I’ve just finished watching Robert Fisk’s “Lies, Misreporting, and Catastrophe in the Middle East.” I truly enjoy Fisk’s reporting and comments on how others report. He is refreshingly honest and does his best to avoid using the language of power that propagates oppression and violence. He refuses to call problems “issues” or a breakdown in talks a “peace process.”
So here’s the short version of his speech and discussion: There is no peace for Israel. There will be no Palestinian state, and unless Israel actually engages in a wholesale genocide on the level of the Turkish genocide of Armenia in 1915, the Palestinians will remain in the area to antagonize Israel. Israeli soldiers will never be sure which Palestinians are violent and which ones are not, so the violence against civilians will continue. Likewise, Palestinian bombers will take lives of soldiers as well as children: it will be a tragedy, a catastrophe on both sides, with innocents of all stripes caught in between.
Will the Israelis subject the Palestinians to a full-on genocide? I think that’s a likely event, given that he USA supports Israel without question or hesitation. The USA already turns a blind eye to Israel’s nuclear weapons. The USA already does not press Israel to be specific about where its eastern border actually is. The USA already has a reporting network that refuses to be honest about the suffering there, not allowing photos and eyewitness reporter evidence to appear without Israel’s official denial of said evidence, as blatant as a Turk saying there never was an Armenian genocide.
Here’s where I’ll make a departure from Mr. Fisk and extend a prediction of events in Israel. The genocide there will not be of the hurried, Nazi variety. The Nazis knew they were running out of time after they failed to take down Russia in 1941. The Israelis know that time is against them, but in a matter of decades, not years. They can afford either the Russian or Republica Srpska approach. They can squeeze out the Palestinians, demand a blockade against them while they continue to receive arms, and drive them from their lands. There are 6 million Palestinians outside of Israel and the Occupied Territories. There are also 6 million Armenians outside of Turkey, so there’s a parallel for you.
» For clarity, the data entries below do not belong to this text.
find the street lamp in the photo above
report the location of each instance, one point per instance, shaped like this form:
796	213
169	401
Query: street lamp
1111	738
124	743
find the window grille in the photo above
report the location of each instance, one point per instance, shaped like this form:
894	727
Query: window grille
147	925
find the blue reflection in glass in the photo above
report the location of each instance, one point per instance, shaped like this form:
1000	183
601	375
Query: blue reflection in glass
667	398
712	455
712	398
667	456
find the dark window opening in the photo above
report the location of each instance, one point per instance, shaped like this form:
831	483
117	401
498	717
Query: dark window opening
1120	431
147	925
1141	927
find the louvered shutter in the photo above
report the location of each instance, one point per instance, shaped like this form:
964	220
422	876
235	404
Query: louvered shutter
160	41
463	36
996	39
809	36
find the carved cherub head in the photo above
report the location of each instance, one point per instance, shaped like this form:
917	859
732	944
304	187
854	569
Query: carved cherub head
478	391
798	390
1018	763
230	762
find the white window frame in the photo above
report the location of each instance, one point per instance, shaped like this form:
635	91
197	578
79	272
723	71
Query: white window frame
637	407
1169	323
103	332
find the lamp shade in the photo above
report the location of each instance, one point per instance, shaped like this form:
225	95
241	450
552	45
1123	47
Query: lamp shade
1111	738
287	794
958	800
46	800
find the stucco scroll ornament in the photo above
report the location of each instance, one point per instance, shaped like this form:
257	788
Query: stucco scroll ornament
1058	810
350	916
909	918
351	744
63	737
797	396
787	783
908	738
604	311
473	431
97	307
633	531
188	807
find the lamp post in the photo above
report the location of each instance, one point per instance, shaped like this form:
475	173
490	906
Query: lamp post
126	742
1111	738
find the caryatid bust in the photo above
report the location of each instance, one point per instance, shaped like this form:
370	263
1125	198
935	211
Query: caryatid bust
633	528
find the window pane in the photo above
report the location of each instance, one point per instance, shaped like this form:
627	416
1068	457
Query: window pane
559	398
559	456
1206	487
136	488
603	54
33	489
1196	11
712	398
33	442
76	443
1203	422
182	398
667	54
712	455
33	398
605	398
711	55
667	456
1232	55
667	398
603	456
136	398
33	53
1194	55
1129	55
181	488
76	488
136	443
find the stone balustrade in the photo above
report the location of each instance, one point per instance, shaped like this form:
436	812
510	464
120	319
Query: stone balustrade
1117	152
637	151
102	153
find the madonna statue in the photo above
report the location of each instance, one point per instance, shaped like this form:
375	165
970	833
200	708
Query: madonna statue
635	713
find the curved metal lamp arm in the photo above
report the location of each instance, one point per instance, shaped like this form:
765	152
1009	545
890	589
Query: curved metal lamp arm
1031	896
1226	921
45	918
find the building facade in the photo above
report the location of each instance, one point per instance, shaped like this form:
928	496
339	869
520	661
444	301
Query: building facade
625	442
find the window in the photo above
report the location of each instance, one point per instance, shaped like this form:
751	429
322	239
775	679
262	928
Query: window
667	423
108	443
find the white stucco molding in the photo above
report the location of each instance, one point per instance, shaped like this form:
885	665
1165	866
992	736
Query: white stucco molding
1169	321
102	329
Palestinian violence will continue as long as Israeli violence is directed against them. If the Palestinians ever looked set to take Israel by storm, Israeli nuclear weapons are likely buried underneath their cities, ready to detonate and deny the Palestinians those targets, just as the Apartheid South African government was prepared to do the same in the event of an ANC military victory. If Israel ever became the victim of a nuclear attack itself, it would make other people in Syria, Iran, and Lebanon victims as well.
There is no good guys vs. bad guys in this case. I am of the belief that the wicked destroy the wicked and, being wicked, see nothing wrong in slaughtering innocents caught in the crossfire. I don’t see any way out of this unless the USA unilaterally abandons Israel as an ally, which is not going to happen. The USA made a mistake in creating the state of Israel and, as an empire, can not withdraw that support without losing its power. Therefore, the USA’s will to empire has entrapped it in a violent snare from which it refuses to escape.
In Tarkovsky’s film “Stalker,” the main character says that weakness and flexibility are signs of life – the weak ask for help and the flexible bend in the face of forces that would otherwise destroy them. The character then said that strength and inflexibility always go with death. The strong and inflexible stand firm, sure that they can face down the very thing that is guaranteed to destroy them. Their strength and inflexibility blinds them to the dangers in their face. Sadly, both the USA and Israel are strong and inflexible.